La broma del O.A.D. (orificio anal dilatado)

gays-exceptuados-del-sm

 

Durante mi infancia y adolescencia, crecí inmerso en un contexto donde estaba mal visto sentir atracción por alguien del mismo sexo. Por ese motivo, preferí ocultar mi secreto, para evitar el rechazo y el escarnio.

Cuando estaba por cumplir 18 años, me desbordó el miedo a quedar expuesto como homosexual ante la sociedad, en la revisión médica para ingresar al Servicio Militar Obligatorio (S.M.O.).

Se decía que, en el examen que constataba la aptitud física para realizar la conscripción, había un médico perspicaz que controlaba uno por uno los esfínteres excretores de los convocados, en busca de anomalías.

El facultativo era experto en detectar a simple vista y con certeza, los culos que no eran vírgenes. Ordenaba a los grupos de reclutas que formaran fila desnudos y se inclinaran hacia adelante, de espaldas. Luego, les indicaba que abrieran  con ambas manos, para proceder a efectuar la inspección ocular de los orificios.

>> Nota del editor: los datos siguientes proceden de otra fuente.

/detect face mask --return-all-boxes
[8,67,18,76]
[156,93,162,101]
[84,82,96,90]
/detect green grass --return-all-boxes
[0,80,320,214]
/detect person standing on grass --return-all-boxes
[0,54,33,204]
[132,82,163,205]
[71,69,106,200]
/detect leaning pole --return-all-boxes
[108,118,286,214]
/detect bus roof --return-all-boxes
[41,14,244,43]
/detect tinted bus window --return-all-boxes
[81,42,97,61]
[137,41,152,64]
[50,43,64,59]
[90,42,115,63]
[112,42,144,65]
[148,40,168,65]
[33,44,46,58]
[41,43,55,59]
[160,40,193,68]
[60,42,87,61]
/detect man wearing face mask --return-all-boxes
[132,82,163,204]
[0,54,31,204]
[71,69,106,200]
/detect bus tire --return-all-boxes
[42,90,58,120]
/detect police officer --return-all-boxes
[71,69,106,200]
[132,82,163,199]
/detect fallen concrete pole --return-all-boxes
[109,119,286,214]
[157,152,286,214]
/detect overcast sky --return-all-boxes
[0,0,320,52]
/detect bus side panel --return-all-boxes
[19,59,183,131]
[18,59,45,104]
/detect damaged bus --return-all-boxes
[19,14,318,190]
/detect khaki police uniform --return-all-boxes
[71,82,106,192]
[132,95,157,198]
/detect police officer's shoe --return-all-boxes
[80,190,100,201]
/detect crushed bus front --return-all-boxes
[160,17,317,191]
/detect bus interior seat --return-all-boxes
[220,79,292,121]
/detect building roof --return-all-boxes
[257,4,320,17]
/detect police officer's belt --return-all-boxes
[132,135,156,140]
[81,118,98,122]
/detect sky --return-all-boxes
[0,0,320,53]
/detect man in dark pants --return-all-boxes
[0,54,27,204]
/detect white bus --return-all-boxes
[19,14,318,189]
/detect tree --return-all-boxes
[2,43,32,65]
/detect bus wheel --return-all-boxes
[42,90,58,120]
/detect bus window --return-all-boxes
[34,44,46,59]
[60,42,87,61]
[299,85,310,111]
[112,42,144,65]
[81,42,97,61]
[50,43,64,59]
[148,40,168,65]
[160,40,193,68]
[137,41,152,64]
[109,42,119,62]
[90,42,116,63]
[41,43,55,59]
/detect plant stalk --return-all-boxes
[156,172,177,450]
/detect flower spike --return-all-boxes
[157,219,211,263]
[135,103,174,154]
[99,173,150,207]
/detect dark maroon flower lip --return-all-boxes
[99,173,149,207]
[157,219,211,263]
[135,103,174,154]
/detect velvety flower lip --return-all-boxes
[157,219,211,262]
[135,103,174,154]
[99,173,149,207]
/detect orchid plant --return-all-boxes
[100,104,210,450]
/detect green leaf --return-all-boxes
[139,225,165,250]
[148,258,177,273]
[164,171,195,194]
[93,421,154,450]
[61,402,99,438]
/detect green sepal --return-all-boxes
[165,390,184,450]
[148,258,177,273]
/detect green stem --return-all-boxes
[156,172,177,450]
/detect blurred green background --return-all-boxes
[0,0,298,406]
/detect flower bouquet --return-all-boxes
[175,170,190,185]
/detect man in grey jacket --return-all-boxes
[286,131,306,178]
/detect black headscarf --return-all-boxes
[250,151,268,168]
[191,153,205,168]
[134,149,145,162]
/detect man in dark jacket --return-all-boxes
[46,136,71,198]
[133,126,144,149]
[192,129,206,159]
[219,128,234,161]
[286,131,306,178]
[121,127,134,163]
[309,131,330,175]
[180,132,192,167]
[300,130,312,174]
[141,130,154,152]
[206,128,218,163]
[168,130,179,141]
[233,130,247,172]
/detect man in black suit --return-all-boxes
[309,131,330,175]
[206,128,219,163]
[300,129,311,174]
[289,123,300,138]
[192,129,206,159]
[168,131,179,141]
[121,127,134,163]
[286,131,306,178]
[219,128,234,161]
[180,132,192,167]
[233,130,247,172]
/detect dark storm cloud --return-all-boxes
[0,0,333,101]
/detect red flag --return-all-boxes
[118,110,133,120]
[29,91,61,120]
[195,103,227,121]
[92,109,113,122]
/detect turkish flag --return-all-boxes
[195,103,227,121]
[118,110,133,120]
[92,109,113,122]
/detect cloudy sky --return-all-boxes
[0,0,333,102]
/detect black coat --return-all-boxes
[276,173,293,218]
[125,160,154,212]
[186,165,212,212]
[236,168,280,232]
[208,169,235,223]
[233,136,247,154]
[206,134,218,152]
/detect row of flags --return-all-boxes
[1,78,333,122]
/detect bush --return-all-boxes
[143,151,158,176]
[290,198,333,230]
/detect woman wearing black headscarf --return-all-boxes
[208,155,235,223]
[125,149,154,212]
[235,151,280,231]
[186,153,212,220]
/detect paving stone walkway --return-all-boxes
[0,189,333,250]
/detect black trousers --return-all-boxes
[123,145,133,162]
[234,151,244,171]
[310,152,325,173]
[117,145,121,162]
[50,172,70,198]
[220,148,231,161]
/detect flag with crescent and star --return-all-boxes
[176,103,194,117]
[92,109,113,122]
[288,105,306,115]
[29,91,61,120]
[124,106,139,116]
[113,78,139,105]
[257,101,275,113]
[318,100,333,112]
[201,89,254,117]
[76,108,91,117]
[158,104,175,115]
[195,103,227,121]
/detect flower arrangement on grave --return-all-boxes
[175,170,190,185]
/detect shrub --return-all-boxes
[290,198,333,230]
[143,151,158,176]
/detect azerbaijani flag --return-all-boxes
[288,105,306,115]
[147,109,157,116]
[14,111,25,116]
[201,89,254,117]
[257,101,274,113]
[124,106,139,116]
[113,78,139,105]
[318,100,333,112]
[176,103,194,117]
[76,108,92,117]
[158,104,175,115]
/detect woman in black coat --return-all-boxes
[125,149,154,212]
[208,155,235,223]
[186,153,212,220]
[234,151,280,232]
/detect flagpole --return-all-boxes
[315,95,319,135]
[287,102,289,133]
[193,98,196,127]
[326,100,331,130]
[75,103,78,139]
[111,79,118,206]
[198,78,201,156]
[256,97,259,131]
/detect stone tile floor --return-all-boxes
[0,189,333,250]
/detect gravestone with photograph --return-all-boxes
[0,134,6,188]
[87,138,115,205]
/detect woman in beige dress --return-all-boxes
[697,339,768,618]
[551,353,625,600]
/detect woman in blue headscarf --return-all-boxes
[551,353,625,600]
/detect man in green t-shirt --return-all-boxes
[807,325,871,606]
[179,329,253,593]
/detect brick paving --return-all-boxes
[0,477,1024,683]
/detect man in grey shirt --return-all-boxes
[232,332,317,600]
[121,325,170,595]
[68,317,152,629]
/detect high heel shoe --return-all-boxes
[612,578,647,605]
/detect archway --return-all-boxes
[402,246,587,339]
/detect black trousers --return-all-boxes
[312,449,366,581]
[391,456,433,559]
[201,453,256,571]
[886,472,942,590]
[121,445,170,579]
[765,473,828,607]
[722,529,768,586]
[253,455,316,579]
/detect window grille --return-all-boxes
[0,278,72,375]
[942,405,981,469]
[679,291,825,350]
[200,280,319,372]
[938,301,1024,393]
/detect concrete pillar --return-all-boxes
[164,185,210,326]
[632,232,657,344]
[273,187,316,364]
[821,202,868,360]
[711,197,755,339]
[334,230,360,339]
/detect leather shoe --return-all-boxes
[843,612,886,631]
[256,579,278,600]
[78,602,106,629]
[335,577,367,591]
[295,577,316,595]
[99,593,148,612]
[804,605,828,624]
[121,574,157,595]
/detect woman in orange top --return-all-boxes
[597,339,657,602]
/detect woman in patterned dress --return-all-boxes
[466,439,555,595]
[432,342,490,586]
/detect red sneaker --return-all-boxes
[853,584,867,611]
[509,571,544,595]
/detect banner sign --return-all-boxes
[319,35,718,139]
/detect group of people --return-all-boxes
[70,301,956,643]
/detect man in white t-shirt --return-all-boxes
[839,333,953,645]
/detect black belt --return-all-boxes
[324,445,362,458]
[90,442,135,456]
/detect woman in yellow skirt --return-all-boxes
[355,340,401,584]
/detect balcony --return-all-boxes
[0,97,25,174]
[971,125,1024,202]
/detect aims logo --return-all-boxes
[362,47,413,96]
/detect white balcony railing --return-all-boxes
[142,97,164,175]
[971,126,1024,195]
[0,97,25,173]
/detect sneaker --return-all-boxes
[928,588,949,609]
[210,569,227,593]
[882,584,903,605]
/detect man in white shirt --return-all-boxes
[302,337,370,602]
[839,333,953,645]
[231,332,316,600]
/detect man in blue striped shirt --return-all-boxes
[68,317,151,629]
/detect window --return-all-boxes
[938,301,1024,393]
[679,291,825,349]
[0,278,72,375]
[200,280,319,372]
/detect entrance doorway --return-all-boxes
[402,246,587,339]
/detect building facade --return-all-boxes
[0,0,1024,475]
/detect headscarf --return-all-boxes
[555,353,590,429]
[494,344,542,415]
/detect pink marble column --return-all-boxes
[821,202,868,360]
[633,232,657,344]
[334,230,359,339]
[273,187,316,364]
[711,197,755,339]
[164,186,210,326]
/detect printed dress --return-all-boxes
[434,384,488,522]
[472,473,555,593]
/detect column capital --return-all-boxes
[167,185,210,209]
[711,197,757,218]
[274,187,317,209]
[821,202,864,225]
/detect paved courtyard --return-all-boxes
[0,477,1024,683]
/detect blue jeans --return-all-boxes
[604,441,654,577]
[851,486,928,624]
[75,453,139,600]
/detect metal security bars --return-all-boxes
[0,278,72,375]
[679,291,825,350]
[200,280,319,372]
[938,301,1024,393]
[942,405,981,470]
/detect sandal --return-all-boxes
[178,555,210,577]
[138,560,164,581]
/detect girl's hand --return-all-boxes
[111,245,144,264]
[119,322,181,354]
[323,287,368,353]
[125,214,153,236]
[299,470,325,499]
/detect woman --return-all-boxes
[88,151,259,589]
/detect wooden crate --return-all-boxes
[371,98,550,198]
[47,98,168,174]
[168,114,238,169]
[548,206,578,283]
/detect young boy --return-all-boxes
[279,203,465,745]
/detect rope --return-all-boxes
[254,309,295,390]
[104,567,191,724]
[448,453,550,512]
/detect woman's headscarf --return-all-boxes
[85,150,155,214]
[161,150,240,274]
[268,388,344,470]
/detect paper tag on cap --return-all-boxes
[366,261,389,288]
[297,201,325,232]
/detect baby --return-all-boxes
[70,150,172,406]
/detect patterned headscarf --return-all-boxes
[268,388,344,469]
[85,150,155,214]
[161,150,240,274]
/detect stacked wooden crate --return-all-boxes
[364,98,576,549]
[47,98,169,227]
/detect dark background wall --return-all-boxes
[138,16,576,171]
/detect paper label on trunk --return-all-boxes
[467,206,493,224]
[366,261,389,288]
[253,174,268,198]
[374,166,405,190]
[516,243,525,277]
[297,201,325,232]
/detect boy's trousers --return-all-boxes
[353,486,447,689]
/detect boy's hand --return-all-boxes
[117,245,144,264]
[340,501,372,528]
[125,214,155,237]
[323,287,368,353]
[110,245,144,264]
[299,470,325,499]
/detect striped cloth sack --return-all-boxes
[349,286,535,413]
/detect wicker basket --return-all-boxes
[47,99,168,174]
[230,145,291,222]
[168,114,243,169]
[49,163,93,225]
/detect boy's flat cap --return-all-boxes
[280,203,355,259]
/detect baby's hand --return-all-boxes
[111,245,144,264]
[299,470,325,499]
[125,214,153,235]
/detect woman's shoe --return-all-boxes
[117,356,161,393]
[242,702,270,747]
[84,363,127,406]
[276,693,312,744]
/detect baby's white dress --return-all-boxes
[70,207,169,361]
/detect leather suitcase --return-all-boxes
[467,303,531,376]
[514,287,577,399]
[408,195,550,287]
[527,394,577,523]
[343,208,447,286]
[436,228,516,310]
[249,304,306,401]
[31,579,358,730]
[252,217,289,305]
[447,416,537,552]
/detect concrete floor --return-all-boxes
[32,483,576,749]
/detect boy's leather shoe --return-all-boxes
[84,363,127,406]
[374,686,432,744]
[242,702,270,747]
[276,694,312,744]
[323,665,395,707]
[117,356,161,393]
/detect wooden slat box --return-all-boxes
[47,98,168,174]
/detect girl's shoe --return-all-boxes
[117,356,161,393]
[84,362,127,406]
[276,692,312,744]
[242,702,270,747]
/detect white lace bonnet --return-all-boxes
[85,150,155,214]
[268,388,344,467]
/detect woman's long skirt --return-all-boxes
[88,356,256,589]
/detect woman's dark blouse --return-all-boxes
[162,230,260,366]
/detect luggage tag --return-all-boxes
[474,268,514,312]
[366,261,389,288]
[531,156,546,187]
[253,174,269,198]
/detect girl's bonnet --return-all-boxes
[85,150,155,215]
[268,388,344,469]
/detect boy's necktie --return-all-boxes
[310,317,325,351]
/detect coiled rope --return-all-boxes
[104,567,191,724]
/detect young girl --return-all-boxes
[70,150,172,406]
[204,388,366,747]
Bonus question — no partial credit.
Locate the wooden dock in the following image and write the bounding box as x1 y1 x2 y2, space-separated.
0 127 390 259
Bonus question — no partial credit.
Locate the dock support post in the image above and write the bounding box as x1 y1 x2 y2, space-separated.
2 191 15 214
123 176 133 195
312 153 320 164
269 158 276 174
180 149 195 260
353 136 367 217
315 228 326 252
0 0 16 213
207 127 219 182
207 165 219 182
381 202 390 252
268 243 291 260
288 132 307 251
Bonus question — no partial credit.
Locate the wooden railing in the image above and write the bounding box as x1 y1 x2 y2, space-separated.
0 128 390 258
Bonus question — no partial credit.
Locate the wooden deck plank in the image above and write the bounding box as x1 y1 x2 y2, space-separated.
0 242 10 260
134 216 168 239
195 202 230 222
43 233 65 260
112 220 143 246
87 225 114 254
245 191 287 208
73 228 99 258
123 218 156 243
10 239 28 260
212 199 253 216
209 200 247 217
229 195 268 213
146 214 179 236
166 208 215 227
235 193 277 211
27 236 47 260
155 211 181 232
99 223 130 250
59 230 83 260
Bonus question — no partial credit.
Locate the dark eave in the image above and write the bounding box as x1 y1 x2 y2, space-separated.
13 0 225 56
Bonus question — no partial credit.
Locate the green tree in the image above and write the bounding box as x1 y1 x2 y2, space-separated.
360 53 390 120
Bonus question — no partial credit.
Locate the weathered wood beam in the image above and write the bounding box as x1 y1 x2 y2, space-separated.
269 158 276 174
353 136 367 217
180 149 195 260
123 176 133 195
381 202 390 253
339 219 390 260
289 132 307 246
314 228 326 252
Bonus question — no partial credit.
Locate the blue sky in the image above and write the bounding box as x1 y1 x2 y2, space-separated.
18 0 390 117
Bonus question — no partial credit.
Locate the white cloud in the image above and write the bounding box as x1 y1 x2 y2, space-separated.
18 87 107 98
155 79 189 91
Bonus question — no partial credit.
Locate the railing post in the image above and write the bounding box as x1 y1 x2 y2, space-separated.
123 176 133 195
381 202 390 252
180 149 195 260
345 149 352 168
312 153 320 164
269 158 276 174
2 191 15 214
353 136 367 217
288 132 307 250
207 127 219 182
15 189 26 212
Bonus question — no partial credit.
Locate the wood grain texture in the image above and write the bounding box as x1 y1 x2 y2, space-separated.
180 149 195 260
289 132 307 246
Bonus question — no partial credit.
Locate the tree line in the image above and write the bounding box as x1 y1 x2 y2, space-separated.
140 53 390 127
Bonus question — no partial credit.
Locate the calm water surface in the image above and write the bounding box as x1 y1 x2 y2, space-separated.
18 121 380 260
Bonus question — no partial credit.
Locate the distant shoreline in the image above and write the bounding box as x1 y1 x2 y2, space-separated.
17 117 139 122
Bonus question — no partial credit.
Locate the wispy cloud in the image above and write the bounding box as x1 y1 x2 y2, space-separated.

Si encontraba evidencias condenatorias, sentenciaba a viva voz: “Mmm… parece que por acá hubo visitas… tome nota: Pérez, Juan Carlos = Orificio Anal Dilatado.”

Acto seguido, el encargado de la parte administrativa estampaba un sello enorme en el D.N.I. (Documento Nacional de Identidad) del culorroto y con birome roja escribía como motivo de exención la sigla A.D. ó O.A.D.. Era una forma alevosa de marcarlo como puto.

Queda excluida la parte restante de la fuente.